Yes, I'm actually going to buy the book so I can dive deeper into the content. Great content and excellent writing/organization of a lot of complex and exciting ideas.
This is a Great Look at how Scientific Progress has Made the World a Better Place in the past and will do so in the future.
The authors have a real grasp of the science of the 21st Century and provide and interesting narrative for science and non-science aficionados alike.
I'm not sure the immediate future will be as rosy as the author's think, but they provide a compelling case that over the long run science raises living standards for everyone.
I was ambivalent about this book until he started to get to technologies that I actually know something about, and then found myself shocked at how superficial and off the mark their treatment was. I actually strongly agree with the general thesis of this book, but they treat each individual technology they touch on as a done deal, something definite and inevitable.

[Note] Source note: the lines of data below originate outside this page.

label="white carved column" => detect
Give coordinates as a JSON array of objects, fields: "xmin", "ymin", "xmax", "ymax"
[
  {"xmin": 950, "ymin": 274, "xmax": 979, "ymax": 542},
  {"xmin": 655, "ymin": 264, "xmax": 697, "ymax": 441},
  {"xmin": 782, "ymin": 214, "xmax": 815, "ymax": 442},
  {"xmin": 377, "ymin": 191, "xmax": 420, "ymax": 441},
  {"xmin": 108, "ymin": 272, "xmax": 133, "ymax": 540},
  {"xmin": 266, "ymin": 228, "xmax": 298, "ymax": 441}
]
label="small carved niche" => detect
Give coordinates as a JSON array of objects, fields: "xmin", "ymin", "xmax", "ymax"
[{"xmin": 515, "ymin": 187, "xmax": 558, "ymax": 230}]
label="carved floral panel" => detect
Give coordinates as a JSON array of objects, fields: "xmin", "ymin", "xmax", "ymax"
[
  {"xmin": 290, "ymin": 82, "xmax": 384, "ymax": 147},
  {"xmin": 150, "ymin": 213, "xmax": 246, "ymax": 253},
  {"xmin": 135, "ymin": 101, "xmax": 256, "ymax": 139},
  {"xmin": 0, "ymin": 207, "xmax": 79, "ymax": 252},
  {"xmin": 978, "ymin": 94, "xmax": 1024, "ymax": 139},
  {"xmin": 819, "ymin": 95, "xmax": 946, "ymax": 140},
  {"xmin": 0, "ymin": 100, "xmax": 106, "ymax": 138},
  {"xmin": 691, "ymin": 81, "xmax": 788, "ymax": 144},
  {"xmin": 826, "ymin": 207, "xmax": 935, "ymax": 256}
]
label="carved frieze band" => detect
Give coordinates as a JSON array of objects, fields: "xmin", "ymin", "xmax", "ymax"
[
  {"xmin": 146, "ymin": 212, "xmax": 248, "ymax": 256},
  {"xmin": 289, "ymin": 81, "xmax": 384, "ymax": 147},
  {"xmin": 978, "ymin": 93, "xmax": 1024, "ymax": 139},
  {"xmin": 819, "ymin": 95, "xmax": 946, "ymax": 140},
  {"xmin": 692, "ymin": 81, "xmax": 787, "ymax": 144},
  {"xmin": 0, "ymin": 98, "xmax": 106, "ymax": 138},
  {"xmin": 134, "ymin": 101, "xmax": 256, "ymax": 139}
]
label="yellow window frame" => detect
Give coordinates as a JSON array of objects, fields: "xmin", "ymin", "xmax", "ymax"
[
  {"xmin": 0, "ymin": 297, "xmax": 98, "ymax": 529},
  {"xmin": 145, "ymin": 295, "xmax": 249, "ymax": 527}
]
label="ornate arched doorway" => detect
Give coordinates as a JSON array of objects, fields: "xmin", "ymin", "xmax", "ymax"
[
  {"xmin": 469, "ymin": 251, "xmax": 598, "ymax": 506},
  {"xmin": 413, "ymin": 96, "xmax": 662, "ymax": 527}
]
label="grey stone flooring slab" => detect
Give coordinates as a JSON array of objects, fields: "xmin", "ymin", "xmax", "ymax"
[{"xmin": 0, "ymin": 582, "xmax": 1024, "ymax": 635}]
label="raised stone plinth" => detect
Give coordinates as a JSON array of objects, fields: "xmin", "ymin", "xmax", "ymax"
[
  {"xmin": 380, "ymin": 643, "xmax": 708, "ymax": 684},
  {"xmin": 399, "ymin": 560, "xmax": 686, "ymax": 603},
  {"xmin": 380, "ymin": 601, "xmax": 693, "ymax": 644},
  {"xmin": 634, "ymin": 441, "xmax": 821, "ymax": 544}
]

I stopped listening to this book around 2/5ths of the way through, as I just couldn't listen any further. I believe the future is going to be brighter than many pessimists think, and I do believe that new technologies will solve many problems that appear to be intractable today, but I find their discussion to be too certain of which specific technologies will succeed, and too certain that ALL of our problems will be solved.
Would not recommend this book if you're looking for a serious treatment of a highly complex subject. Would recommend this book if you're looking for a superficial cheer-leading overview of a few specific technologies that may or may not pan out.